GRIDIRON: Newcastle resident Lee Clay is about as tough as they come when it comes to country footballers ... but he is adamant his wife is tougher - at football.
Clay represented Australia on a gridiron tour to the US in 1988, and excelled at rugby union, league and soccer.
His wife Tammy is also highly talented at gridiron, rugby union and league.
Tammy, 41, is a key member of the New South Wales gridiron team.
Her daughter Candice, 21, is also part of that team.
And while it lost a match convincingly to Queensland on the weekend, Tammy's story of persistence is a remarkable one.
She was advised to never play football again - damaging a nerve column in her neck in 2007, after packing down in the front row of a rugby scrum.
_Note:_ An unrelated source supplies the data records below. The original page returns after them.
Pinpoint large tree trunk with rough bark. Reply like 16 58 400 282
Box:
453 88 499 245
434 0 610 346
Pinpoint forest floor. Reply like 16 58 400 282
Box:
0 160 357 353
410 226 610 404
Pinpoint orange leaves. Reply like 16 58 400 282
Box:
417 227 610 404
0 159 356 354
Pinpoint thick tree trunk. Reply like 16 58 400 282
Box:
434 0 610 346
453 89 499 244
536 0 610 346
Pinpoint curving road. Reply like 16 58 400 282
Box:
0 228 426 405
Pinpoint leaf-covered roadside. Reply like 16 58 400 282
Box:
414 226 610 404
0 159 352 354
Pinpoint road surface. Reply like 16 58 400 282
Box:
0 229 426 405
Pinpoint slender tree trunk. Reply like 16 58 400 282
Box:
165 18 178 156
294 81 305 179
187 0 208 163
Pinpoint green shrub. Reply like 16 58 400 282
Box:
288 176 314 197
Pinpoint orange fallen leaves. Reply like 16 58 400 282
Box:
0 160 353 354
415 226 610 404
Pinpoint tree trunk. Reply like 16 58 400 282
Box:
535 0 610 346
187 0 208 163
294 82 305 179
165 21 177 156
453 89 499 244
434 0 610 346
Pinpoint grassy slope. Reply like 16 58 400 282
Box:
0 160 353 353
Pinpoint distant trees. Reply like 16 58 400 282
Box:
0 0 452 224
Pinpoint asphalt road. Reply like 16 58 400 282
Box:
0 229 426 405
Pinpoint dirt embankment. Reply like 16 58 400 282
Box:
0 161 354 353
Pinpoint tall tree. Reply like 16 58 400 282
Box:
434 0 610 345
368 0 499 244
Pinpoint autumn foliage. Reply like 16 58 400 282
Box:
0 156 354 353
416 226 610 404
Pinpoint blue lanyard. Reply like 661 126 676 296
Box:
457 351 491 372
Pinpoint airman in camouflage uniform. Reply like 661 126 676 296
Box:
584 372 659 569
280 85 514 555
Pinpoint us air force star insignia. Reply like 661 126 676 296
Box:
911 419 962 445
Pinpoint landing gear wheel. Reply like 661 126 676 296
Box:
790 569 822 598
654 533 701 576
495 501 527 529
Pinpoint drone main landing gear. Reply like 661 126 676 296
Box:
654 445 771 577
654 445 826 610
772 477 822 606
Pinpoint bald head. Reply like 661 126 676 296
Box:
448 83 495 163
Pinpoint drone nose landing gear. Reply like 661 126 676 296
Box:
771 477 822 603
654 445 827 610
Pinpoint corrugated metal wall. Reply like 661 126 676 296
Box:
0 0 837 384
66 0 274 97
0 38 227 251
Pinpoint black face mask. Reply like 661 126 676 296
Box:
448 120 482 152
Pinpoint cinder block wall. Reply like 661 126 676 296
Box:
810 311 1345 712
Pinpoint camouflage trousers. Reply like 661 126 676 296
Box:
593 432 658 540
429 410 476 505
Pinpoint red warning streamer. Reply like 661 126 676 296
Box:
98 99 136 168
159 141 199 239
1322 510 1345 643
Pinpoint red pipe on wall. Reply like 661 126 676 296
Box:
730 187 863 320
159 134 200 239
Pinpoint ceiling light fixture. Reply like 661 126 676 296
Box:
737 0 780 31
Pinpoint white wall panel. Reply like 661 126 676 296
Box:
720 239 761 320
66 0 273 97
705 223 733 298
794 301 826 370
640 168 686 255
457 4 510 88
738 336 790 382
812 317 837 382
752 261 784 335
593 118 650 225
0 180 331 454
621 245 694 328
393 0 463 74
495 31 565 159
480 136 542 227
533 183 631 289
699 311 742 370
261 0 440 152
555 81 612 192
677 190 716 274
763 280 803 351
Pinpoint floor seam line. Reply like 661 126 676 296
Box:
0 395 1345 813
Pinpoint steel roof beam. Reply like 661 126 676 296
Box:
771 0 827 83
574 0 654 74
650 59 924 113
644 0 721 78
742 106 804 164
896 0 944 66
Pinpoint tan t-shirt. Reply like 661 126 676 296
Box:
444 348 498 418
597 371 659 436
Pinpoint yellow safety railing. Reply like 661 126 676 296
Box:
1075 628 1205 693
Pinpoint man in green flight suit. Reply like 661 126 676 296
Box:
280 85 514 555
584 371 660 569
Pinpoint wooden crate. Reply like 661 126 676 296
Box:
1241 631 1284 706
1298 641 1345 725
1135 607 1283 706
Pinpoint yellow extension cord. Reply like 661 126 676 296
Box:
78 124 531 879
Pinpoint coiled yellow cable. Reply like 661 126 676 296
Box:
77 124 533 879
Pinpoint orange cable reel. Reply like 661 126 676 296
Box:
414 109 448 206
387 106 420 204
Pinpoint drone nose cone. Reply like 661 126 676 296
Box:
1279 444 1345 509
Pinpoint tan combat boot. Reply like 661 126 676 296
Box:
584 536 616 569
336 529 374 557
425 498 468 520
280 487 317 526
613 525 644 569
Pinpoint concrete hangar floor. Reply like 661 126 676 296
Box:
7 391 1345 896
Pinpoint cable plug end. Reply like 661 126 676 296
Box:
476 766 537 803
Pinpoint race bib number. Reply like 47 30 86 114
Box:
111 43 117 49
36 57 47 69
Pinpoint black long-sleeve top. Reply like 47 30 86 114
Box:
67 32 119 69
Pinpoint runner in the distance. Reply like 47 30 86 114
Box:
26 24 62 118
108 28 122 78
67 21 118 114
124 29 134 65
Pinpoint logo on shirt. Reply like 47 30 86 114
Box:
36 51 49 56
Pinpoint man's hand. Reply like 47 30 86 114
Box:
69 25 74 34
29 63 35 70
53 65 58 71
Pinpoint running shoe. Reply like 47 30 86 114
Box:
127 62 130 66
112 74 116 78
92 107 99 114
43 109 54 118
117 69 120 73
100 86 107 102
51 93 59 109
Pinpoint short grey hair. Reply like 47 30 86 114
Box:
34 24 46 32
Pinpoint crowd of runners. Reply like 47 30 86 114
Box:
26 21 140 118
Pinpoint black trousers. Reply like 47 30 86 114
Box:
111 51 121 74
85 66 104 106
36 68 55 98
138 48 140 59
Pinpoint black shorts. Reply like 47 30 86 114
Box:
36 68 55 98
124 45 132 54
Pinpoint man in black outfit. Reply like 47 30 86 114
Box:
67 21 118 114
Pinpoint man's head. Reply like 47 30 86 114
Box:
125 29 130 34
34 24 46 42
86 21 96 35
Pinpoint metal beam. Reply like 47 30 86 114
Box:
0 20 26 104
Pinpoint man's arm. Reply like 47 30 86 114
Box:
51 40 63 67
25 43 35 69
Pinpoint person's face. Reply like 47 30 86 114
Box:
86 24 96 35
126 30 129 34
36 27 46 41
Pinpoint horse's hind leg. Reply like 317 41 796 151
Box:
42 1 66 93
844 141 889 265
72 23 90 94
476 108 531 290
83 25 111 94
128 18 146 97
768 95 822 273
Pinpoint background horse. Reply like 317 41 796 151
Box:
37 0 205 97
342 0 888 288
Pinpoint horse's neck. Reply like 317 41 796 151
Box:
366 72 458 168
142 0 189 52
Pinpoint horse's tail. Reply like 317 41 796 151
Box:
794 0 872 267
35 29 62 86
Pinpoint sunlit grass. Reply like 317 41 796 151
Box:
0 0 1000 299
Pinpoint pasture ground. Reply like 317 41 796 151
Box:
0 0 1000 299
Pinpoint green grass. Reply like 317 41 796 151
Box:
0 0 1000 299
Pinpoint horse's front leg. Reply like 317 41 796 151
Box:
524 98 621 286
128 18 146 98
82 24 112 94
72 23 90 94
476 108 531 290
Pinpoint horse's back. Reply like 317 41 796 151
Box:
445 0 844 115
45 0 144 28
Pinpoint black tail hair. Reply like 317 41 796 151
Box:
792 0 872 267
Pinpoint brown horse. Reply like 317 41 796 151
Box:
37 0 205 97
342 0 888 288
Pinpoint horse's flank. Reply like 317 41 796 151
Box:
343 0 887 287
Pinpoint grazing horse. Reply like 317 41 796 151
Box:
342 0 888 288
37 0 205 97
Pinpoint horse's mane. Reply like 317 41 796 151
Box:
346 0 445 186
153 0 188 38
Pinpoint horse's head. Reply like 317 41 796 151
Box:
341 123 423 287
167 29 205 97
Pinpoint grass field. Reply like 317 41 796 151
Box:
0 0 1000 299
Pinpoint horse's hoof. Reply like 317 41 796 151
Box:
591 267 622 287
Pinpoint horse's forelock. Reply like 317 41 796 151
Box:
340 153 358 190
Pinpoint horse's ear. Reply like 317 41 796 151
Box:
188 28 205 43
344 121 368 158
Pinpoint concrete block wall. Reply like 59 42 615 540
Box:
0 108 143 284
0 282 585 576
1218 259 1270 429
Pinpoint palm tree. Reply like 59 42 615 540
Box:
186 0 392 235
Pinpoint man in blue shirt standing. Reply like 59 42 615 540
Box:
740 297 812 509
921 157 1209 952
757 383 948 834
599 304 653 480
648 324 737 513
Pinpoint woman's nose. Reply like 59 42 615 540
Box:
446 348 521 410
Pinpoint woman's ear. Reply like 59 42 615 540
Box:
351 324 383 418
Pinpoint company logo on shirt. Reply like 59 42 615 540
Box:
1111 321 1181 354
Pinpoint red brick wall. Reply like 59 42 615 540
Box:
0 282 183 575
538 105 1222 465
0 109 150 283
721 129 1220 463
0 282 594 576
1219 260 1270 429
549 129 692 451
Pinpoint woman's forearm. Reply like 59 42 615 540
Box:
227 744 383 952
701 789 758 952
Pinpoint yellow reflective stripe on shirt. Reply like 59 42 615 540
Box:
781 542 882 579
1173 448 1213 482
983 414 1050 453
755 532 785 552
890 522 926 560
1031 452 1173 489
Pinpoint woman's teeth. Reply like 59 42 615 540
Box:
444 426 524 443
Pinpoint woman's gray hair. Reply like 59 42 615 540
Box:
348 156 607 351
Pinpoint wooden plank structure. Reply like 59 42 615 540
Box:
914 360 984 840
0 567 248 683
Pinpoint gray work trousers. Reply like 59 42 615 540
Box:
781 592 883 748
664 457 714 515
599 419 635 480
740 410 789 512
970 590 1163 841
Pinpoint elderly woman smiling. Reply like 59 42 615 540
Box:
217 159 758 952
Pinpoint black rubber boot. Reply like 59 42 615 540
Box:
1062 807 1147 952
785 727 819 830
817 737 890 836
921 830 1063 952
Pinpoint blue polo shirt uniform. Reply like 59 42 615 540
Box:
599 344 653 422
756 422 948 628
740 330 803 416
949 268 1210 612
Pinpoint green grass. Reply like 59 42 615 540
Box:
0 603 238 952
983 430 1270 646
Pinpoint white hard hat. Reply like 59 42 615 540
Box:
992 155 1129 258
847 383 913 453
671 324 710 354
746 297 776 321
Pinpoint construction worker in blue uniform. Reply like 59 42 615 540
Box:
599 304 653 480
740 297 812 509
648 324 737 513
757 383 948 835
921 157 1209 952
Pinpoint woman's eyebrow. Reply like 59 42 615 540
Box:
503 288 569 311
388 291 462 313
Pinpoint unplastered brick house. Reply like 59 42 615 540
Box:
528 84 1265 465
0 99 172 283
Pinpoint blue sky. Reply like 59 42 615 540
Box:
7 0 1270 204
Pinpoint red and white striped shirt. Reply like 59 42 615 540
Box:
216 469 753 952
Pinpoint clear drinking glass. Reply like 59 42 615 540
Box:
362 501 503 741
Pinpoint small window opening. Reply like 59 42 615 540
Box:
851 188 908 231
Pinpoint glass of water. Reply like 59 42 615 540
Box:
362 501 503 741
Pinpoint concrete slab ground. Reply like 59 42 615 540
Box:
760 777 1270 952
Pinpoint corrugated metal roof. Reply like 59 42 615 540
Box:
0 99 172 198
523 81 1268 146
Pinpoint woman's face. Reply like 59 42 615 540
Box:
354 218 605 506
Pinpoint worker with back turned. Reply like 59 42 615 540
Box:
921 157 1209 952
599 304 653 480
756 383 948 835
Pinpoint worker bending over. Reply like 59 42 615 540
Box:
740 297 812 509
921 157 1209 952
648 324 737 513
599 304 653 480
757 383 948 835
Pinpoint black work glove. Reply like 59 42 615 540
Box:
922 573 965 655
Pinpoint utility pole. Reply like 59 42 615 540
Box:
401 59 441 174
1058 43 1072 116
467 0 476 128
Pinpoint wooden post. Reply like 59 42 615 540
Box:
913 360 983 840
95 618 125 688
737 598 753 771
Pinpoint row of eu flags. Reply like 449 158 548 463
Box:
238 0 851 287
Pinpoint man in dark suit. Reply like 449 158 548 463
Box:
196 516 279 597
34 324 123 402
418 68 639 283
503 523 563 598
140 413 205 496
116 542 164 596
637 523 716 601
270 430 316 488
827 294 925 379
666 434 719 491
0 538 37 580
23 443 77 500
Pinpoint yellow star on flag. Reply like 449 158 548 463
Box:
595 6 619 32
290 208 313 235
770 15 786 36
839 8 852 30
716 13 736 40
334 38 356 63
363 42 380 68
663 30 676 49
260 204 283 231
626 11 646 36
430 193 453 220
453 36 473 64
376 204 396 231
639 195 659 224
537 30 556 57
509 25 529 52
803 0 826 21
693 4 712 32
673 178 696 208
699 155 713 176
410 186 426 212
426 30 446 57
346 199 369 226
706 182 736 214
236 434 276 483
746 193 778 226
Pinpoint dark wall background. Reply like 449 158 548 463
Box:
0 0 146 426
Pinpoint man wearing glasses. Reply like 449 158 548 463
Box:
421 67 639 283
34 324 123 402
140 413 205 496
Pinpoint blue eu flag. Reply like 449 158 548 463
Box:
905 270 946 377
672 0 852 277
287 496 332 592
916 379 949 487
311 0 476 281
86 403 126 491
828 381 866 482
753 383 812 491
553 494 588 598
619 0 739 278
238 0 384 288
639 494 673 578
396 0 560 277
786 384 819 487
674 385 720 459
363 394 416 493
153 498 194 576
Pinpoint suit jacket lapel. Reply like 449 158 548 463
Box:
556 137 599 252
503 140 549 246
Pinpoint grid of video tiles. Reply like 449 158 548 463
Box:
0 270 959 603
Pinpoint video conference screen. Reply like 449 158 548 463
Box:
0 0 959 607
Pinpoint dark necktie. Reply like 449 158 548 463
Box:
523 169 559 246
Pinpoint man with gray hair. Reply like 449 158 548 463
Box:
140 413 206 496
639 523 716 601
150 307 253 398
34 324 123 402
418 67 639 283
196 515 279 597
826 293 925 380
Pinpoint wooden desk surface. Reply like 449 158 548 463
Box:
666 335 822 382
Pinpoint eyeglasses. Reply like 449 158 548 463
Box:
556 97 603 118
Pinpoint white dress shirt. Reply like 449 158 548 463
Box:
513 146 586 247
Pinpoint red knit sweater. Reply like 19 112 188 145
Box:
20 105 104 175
But she made a successful return just five weeks later, and also played on after breaking her wrist in the grand final, or 'Opal Bowl', of last season's NSW women's gridiron club competition.
There have been serious knee, shoulder, ankle and foot injuries too.
"I've been injured head to toe," Tammy, who grew up near Macksville on the Mid North Coast of New South Wales, told APN with a laugh.
That is why Lee beams with pride when you ask him about his wife's life in football, while also raising three kids.
He won't admit it, but Lee helped blaze a trail for gridiron in Australia by touring the US and Europe in 1988, when the sport was still in its infant stages in this country.
"People ask me how I feel when I see my wife has achieved more in football than I have," he said.
"And I just say 'very proud'.
"She's not as tough as me - she's tougher."
Then you ask Lee about what it feels like to see his wife play representative football together with his daughter in not only gridiron, but rugby union and rugby league, and tears form in his eyes.
"I just stand back and applaud - I can't put into words how proud of them I am," he said.
Candice, who has represented NSW alongside Tammy in gridiron, rugby league and rugby union, and played for the women Indigenous All Stars in league, said her mum has always got her back on the footy field.
"She's always been there for me - even after she was told she shouldn't play football anymore; she's still running around now," Candice said.
Tammy, in her 14th year playing rugby union, and Candice, get some of their persistence and determination off Lee's mother, Judy.
Like the two in gridiron, Judy blazed a trail for women in soccer.
She was Tamworth's first ever female soccer coach while Lee was growing up in the regional NSW town.
"My mum was a very formidable soccer coach in the 1970s at a time when only dads were seen as the right people to do the job," Lee said.
"She's very proud that those two have gone so far in football, and together."